Giants like Walmart (NYSE:WMT) (-2.2%), Apple (NASDAQ:AAPL) (1.5%) and Microsoft (NASDAQ:MSFT) (-1.1%) all played their part in dragging the indexes lower.

The Dow dropped 291 points or 0.8% despite being up 123 points earlier in the day, while the Nasdaq dipped 158 points or 1.2%.

European markets and commodities

European markets followed the US’s lead, falling in the face of a raft of worse-than-expected earnings reports and rising bond yields, which could keep inflation humming along for longer.

Those fears were strengthened by Norway's central bank, Norges Bank, voting to increase its key policy rate by 25 basis points to a flat 4.00%.
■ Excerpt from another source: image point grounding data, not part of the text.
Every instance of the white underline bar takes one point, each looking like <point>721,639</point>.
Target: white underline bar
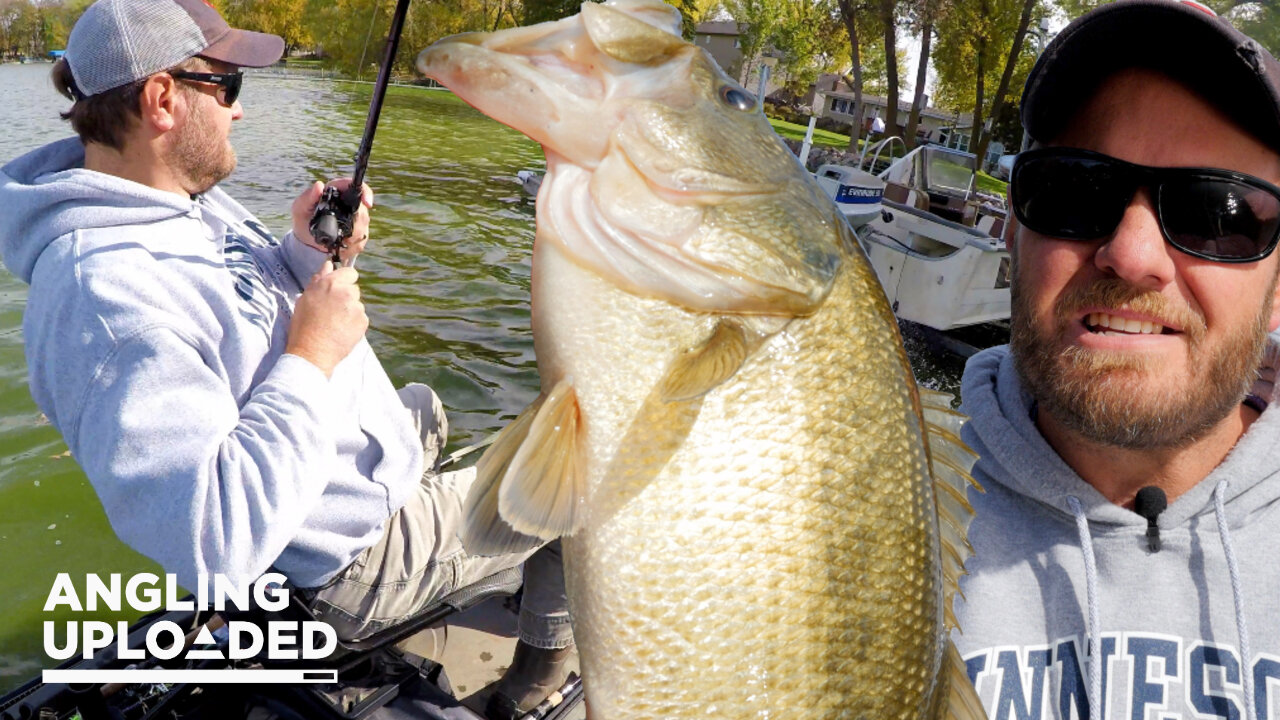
<point>208,677</point>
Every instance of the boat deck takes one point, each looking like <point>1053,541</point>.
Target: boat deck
<point>475,648</point>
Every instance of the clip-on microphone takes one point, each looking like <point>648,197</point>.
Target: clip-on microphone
<point>1150,504</point>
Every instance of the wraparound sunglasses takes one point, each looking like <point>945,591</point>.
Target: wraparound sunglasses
<point>1072,194</point>
<point>229,82</point>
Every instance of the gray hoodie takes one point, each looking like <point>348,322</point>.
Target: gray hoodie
<point>1051,552</point>
<point>155,332</point>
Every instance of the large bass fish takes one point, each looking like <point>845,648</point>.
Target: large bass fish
<point>764,516</point>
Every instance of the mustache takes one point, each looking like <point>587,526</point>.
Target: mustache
<point>1116,294</point>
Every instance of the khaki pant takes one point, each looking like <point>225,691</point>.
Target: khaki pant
<point>420,557</point>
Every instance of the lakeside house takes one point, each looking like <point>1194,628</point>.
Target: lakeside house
<point>832,98</point>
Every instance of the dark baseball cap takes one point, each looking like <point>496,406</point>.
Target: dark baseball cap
<point>1180,39</point>
<point>120,41</point>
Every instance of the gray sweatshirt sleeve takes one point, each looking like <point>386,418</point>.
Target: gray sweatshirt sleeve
<point>186,475</point>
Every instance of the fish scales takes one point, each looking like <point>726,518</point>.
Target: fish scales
<point>728,432</point>
<point>731,575</point>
A big 39% collapse in Dutch payments processor Adyen (on the back of missed half-year earnings estimates) dragged the industrials index, and thus the markets, down. The industrials index fell 2.8%, the FTSEurofirst 300 index lost 0.9% and the UK FTSE100 fell by 0.6%.

Currencies were mixed against the US dollar.

  • The Euro fell from to US$1.0855 and was near US$1.0870 at the US close.
  • The Aussie lifted to US$0.6449 cents and was near US$0.6400 cents at the US close.
  • The Japanese yen firmed to JPY145.62 and was near JPY145.80 at the US close.
Global oil prices rose yesterday after falling for three straight sessions, responding to the Chinese Central Bank’s stimulus measures.

Brent rose by US$0.67 or 0.8% to US$84.12 a barrel, US Nymex by US$1.01 or 1.3% to US$80.39 a barrel.

“WTI Crude Oil closed higher at $80.12 (0.93%) snapping a three-day losing streak,” Sycamore said.

“Nonetheless, following its retreat below $80.00 this week, the recent pop above $84.00 has been exposed as a false break higher, and we look for crude oil to rotate back towards the middle of its nine-month range $76.00 area in the weeks ahead.”

Base metals rose, with copper futures up 0.9% and aluminium futures rising 0.8% - iron ore also enjoyed a boost, rising by US$0.83 or 0.8% to US$105.64 a tonne.

Gold fell as economic indicators begin to normalise, shedding US$13.10 or 0.7% to US$1,915.20 an ounce.